Male obesity is known to be associated with hypogonadism, which can be reverted after surgical weight reduction. However, the evidence about how rapidly this effect rises after surgery and what consequences each procedure have on prostate function and prostatic-specific antigen (PSA) concentration is scarce. So, we evaluated total testosterone, estradiol, luteinizing hormone, follicle-stimulating hormone and PSA plasma levels in a group of 29 Caucasian obese men (BMI - 43.4 ± 8.5 kg/m2) before and one month after sleeve gastrectomy. 19 lean healthy male subjects were considered as controls. As expected, obese patients showed a high prevalence of hypogonadism (51.6%) at baseline, with reduced total testosterone compared to lean controls (10.8 ± 3.5 vs 15.7 ± 4.2 nmol/l, p < .01), higher estradiol (124.4 ± 46.5 vs 78.7 ± 39.6 pmol/l, p < .01), lower luteinizing hormone and follicle stimulating hormone (3.6 ± 1.3 and 2.5 ± 0.9 vs 5.2 ± 2.4 and 5.9 ± 3.8 U/L, respectively, p < .05) plasma levels. One month after surgery, patients showed a significant body weight reduction (−17.2 ± 6.7 kg) with increased total testosterone (from 10.8 ± 3.5 to 18.9 ± 4.9 nmol/l, p < .001), reduced estradiol (from 124.4 ± 46.5 to 96.1 ± 34.3 pmol/l, p < .05) and increased PSA (from 0.74 ± 0.38 to 1.0 ± 0.51 μg/l, p < .001).
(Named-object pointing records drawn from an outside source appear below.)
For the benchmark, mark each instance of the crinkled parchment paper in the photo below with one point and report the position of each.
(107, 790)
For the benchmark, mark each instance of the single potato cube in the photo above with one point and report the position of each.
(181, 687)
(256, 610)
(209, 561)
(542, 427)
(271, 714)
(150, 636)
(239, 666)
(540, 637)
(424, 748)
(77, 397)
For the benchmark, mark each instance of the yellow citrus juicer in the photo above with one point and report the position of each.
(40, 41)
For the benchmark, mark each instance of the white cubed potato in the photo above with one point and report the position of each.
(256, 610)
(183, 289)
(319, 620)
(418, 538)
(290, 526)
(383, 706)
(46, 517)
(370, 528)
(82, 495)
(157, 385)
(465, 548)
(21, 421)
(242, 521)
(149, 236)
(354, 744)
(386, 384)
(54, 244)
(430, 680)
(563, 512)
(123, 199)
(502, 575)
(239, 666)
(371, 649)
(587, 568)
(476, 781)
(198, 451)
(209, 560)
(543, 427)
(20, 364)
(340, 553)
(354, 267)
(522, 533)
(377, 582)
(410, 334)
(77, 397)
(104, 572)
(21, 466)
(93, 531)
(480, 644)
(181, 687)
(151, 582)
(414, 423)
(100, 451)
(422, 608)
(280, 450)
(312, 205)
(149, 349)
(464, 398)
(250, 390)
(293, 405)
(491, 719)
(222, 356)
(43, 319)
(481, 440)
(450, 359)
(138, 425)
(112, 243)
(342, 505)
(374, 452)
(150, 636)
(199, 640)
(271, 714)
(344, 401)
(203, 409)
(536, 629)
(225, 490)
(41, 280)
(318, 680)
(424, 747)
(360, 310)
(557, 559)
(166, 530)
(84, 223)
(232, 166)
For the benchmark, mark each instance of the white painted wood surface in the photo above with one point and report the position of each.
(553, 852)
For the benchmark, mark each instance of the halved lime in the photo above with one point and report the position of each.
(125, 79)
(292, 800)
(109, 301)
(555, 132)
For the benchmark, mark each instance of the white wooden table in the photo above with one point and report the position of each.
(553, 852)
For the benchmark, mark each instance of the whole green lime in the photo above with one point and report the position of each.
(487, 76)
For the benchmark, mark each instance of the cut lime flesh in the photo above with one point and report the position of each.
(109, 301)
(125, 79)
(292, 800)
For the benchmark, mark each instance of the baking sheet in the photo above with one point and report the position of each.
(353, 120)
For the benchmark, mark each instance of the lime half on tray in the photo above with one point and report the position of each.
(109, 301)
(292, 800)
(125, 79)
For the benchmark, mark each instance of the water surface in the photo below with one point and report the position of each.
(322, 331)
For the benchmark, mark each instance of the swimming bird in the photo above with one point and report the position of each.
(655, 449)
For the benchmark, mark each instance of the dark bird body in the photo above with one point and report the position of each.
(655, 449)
These results confirm that hypogonadism is highly prevalent in obese males, but they also show that it can be early reversed after sleeve gastrectomy, further confirming the strong indication to surgery of hypogonadal patients with severely reduced quality of life. Higher testosterone levels may be responsible for the increase of PSA observed after surgery; however, PSA concentration has to be monitored over time to avoid underrating of potential severe prostate diseases.